Il giudice italiano deve porsi una
duplice questione in ordine ai documenti che, in un caso del genere, gli
vengono forniti dall’imputato: a)
deve compiere il vaglio previsto dall’art. 190 c.p.p., arricchito, stavolta,
dalla necessità di acclarare se quelle relazioni siano autentiche e, quindi,
quale siano la loro provenienza e il loro contenuto; b) visto che l’art. 190 c.p.p. impone al giudice, tra le altre
cose, di escludere prove vietate dalla legge e il successivo art. 191 c.p.p.
dichiara inutilizzabile la prova illegittima, egli deve chiedersi se i
documenti dello Jugendamt siano o
meno conformi alla legge e ai principi costituzionali nostrani.

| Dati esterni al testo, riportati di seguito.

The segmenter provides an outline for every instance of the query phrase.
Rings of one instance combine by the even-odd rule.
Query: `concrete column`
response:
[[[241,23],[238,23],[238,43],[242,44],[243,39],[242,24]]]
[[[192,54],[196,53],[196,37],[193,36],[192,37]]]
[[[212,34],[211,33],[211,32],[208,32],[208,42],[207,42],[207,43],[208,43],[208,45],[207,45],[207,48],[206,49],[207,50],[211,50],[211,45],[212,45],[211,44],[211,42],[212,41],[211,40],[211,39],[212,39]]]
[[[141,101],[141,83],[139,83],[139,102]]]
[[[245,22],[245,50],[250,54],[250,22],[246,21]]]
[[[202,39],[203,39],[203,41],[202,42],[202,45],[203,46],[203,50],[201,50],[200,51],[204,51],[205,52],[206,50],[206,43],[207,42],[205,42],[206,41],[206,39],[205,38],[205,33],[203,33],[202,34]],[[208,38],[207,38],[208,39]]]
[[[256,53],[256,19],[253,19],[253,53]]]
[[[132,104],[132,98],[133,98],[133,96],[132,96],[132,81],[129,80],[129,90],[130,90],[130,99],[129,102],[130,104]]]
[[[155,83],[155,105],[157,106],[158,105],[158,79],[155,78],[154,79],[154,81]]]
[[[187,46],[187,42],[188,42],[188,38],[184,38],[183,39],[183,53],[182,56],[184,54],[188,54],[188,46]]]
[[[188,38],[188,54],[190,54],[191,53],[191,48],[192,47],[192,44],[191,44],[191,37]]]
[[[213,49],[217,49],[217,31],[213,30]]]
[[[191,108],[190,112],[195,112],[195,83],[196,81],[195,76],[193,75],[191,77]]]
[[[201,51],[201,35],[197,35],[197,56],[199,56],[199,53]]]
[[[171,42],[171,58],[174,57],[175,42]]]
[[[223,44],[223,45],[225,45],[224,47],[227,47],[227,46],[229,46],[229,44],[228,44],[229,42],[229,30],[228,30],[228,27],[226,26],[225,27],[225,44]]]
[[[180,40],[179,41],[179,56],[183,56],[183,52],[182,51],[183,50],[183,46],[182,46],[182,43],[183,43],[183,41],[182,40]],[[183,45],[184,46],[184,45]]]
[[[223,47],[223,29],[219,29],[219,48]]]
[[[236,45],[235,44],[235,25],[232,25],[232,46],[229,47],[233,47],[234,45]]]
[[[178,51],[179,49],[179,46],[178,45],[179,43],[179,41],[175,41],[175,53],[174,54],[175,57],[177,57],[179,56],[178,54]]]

Sotto quest’ultimo profilo, quindi,
il giudice italiano dovrà compiere le medesime considerazioni svolte in queste
pagine, apprezzando il divario tra le previsioni costituzionali italiane e il
disposto della legge fondamentale tedesca sulla famiglia.
Altrimenti detto, l’idea di protezione in quanto sorveglianza è estranea
all’ordinamento italiano, così come lo sono i poteri invasivi che
l’Amministrazione per la gioventù tedesca esercita sulle famiglie.

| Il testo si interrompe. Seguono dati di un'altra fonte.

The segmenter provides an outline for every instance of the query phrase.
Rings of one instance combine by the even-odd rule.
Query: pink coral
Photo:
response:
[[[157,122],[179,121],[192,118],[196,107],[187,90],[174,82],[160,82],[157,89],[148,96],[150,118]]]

Ecco, quindi, che il giudice
nostrano non può acquisire le relazioni dello Jugendamt: utilizzarle significherebbe, infatti, trarre informazioni
utili al processo da un soggetto che è titolare di poteri sconosciuti al nostro
ordinamento. Le attività svolte dall’Ufficio d’oltralpe sono ignote al diritto
e al processo civili italiani; del pari ignote sono le relazioni che esitano da
quelle attività.
È dal 1973 che la Consulta ha
stabilito che attività compiute in spregio dei diritti inviolabili del
cittadino non possono essere assunte a giustificazione di atti processuali: è
la nota sentenza 34/1973, da cui la dottrina ha mutuato la definizione di prova
incostituzionale. Ed è ad essa che
andrebbe ricondotto il documento redatto dallo Jugendamt, in quanto – si ripete – avulso dal sistema in Italia
vigente per la regolamentazione dei rapporti intrafamiliari.